At night I walked to my family, to my home, with pregnant questions in my mind, with deepening determination, with hardening resolution. Above all, there was my own country. I saw that internationalism was crumbling. The unit of loyalty was too large. I wrote an editorial in which I said also how utterly foolish was the idea that even if a socialist state were created, the old barriers of race and historical contentions would not go on causing wars.

Italy’s borders on the eastern side reached the Judrio, but the region of Trentino illegally held by Austria entered as a wedge between Lombardy and the Venetian provinces. Our deal with the empire of Austria-Hungary was still to be closed, because the borders prophesied by Dante were dear to every Italian heart. They were still and always would be along the line of the Brenner and of the Giulian and Illyrian Alps, including Fiume and Dalmatia.
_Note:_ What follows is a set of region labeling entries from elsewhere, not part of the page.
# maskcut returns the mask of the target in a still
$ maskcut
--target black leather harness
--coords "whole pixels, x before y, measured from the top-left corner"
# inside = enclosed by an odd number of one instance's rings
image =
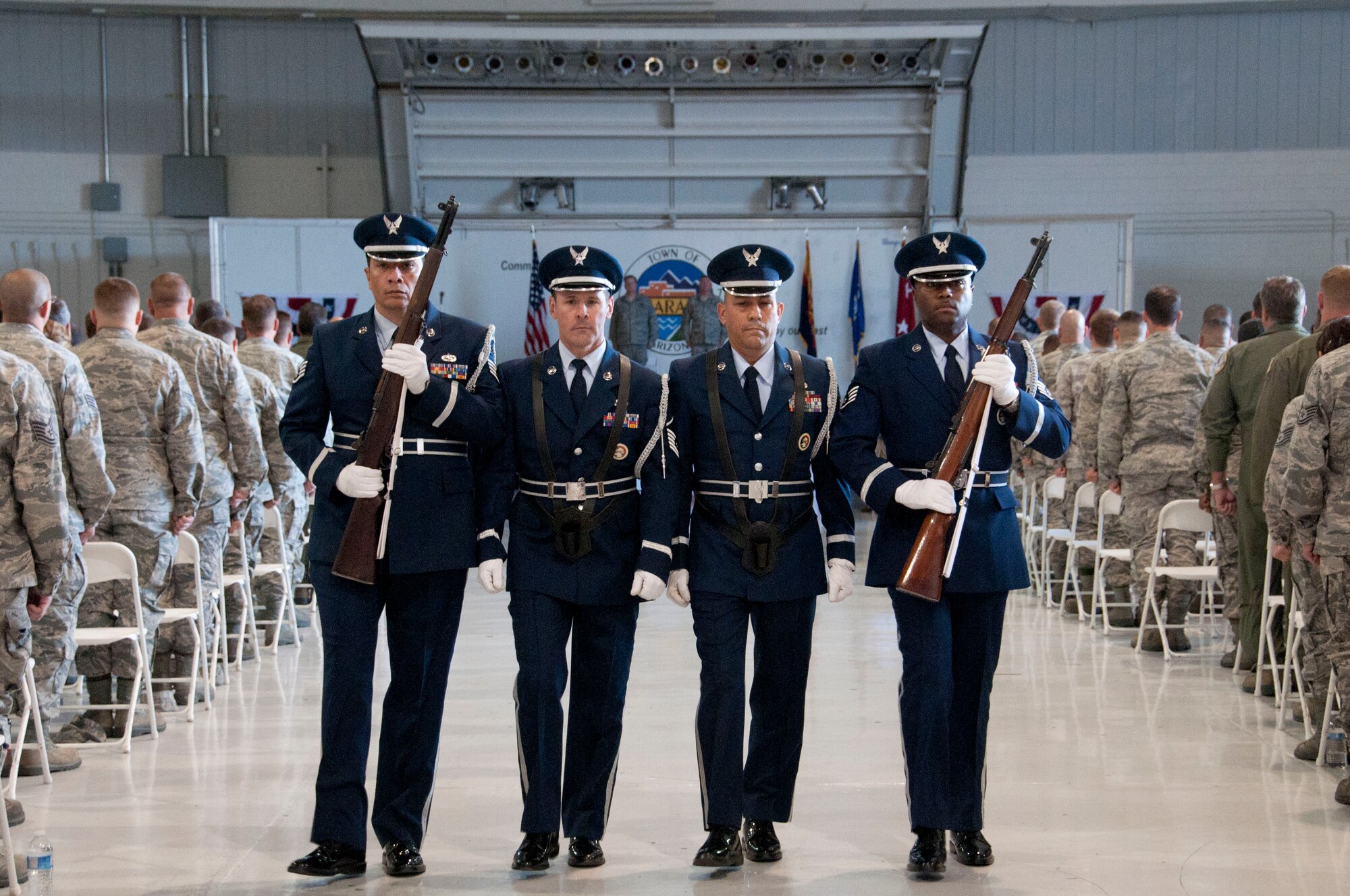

Facing this new situation, every political man, including myself, began to examine his conscience. The mere mention of this problem was sufficient to make clear and evident the hidden travail of national consciousness. I was transformed in my thought.
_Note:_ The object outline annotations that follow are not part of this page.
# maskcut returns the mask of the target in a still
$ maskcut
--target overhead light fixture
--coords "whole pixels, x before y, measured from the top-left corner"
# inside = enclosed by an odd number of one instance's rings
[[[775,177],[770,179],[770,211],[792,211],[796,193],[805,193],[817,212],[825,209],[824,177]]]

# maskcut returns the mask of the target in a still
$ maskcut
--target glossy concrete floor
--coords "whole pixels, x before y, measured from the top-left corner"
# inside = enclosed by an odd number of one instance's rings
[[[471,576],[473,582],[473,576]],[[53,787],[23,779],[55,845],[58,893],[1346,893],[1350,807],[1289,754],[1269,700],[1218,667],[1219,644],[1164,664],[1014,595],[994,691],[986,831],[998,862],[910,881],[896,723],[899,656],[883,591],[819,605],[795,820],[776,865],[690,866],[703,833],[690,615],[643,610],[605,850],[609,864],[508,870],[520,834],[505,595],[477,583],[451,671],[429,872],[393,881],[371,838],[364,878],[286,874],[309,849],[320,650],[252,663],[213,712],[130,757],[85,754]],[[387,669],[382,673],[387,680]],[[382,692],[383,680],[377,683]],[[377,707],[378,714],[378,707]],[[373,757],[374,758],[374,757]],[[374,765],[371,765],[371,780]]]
“Now or never!” was the war cry of Cesare Battisti, whose noble spirit and final martyrdom by Austrian execution has made him immortal in Italian hearts. Then there was the prophetic vision of that fiery revolutionary spirit, Filippo Corridoni. With their inspiration I began to drag with me a fraction of the Socialists in favor of war. I had with me rebels of many schools, who through the dregs of their struggles would in the end now stand once more upon the indestructible vitality of our race.

The Socialist Senedrium, seeing where I was going, took the Avanti out of my control. I could no longer preach, by that means, intervention of Italy in the war. I faced the Socialists in our conventions. I was expelled. I held public gatherings.

I created the Fasciti—a group of daring youths who believed that intervention could be forced. Do not doubt that their actions shook deeply our political framework, existing from the time of the independence of Italy up till 1914. I was their leader.

It is interesting to-day when democracy is challenged to recall that the Liberal Democratic pacifist group, headed by Giovanni Giolitti, a man of great influence in parliament and also a shrewd organizer of political schemes, was busy in the attempt to find a formula which would solve the problem of righting the borders of Italy, but which would save our country from the burden, the sacrifice and the loss of life that every war imposes. Giolitti promised that, even without war, Italy could obtain a great deal. This “great deal” awakened a feeling of sarcasm in the generous hearts of Italians. Naturally they are realists and the enemies of all forms of political bargaining.

Italians were looking beyond those peaceful concessions and those petty betterings of the borders. They did not believe in the sincerity of this scheming. I considered it weak statesmanship—the statesmanship of compromise. There were seers who saw in the European conflict not only national advantages but the possibility of a supremacy of race. In the cycle of time, again a dramatic period had come which was making it possible for Italy by the weight of its army to deal as an equal with the leading nations of the world.

That was our chance. I wanted to seize it. It became my one thought of intensity.

The World War began on July 28, 1914. Within sixty days I severed my official connection with the Socialist party. I had already ceased to be editor of the Avanti.